I think you're right about automated keywording. It's certainly an active research area! (Joint Conference on Digital Libraries and ASIST Annual often turn up work on the subject.) Honestly, all we're still waiting for is an actual (and preferably pluggable) production system rather than speculative research projects.

It won't solve all our problems -- try automatic-keywording an image or sound file! -- but it's a start.

Heh. So i'm sitting here trying to make the catalog we use cough up a title that I know we have in the collection just by using the keyword search option. The book: Wired for War by P.W. Singer. Eye opening to see what works.
"unmanned vehicles" nothing.
"unmanned aerial vehicles" A few hits but not the book - even though there is like one on the cover.
"robot war" That did it.

By LibraryGuy (not verified) on 18 Aug 2009 #permalink

Yes, there are a bunch of categorizations. That is the problem right? The reason I think automated plus annotation will have to be the way to go is based on perhaps outdated experience.

My MS thesis (from longer ago every second... let's just say before HTML existed but after SGML) was on a method to try to categorize Numeric Control (NC) (what an old acronym) programs back in the day. These are (were) the things that drove cutting machines, lathes and the like. There were (and are still are I am sure) zillions of NC programs sitting around for the exact same part that someone started at a different location, so they don't look the same. It ought to have been easy to slap part numbers on these, no problem meta-data wise, the simplest kind of identifier! Then we could of combined to produce nice clean BOM's ... well no, not in the world of contractors with different schemes, outsourced projects that used supposed US Govt approved, standardized lists of parts, all differently, and BOM's that even the best networked (proto Object Oriented) databases ended up being so weirdly custom that it didn't matter. It was amazing what the most crude automatic categorization would produce - in a good way. So that has colored my thinking ever since in terms of how messy even the most straightforward labeling can be.

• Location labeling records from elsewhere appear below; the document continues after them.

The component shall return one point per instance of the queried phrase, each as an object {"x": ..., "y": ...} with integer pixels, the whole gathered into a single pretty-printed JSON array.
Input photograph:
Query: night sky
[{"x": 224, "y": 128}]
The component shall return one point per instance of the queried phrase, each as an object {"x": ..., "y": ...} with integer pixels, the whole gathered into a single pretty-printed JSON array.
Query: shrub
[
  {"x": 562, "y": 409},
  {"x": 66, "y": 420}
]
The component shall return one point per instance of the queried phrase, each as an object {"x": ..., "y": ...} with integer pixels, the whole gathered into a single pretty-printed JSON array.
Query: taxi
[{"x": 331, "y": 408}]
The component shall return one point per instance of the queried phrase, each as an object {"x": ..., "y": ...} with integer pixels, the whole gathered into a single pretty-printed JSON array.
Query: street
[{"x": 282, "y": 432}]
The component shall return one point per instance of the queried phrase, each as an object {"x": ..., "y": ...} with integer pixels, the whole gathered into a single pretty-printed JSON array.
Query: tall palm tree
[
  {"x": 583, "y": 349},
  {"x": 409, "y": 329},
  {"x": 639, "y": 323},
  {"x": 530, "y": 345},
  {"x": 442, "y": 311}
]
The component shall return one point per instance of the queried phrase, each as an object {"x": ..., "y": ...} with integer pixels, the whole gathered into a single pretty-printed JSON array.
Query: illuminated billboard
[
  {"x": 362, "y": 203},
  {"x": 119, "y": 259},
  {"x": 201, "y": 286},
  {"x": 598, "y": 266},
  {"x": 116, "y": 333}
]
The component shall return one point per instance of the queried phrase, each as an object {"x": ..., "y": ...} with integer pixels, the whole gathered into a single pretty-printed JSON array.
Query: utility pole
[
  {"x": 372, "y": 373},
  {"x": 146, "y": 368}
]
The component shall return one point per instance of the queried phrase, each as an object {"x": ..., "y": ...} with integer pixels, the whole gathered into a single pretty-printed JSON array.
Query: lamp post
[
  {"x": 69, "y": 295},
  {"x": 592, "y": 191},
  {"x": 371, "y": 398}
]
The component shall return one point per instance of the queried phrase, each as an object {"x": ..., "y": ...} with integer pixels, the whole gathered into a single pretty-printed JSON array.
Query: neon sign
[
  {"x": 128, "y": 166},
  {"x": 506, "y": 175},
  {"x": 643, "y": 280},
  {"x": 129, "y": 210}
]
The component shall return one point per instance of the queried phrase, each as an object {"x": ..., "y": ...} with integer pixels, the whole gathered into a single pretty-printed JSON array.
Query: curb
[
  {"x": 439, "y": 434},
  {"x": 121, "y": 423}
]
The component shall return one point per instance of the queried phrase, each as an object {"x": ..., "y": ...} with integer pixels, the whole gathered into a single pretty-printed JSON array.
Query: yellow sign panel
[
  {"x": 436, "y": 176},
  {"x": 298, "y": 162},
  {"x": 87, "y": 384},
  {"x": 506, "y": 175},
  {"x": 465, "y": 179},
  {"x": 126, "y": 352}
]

Anyway, on a related topic, I saw that on this years Beloit College list of things incoming freshmen never dealt with in their lives were =card catalogs=. The literal cards I guess! They were the first great "metadata" I ever dealt with and somehow still seem efficient in my memory.

I try to aim for a few categories with a few defined values in each one. For example, is it about hardware or software? What is the operating system (or manufacturer)? What is the product name? Is it historical info such as old purchase orders (not to be changed) or is it current (and improvable)? Is it concepts or procedures? What year does it apply to?

That sort of limited set of metadata helps people to know how to treat the information. M

"Helping people know how to treat the information" is absolutely the right way to think about this problem.

Markk, the catalogue card is still with us in the form of the MARC and AACR2 standards. It is, shall we say, an extremely mixed blessing. I hope to talk about why in a little while.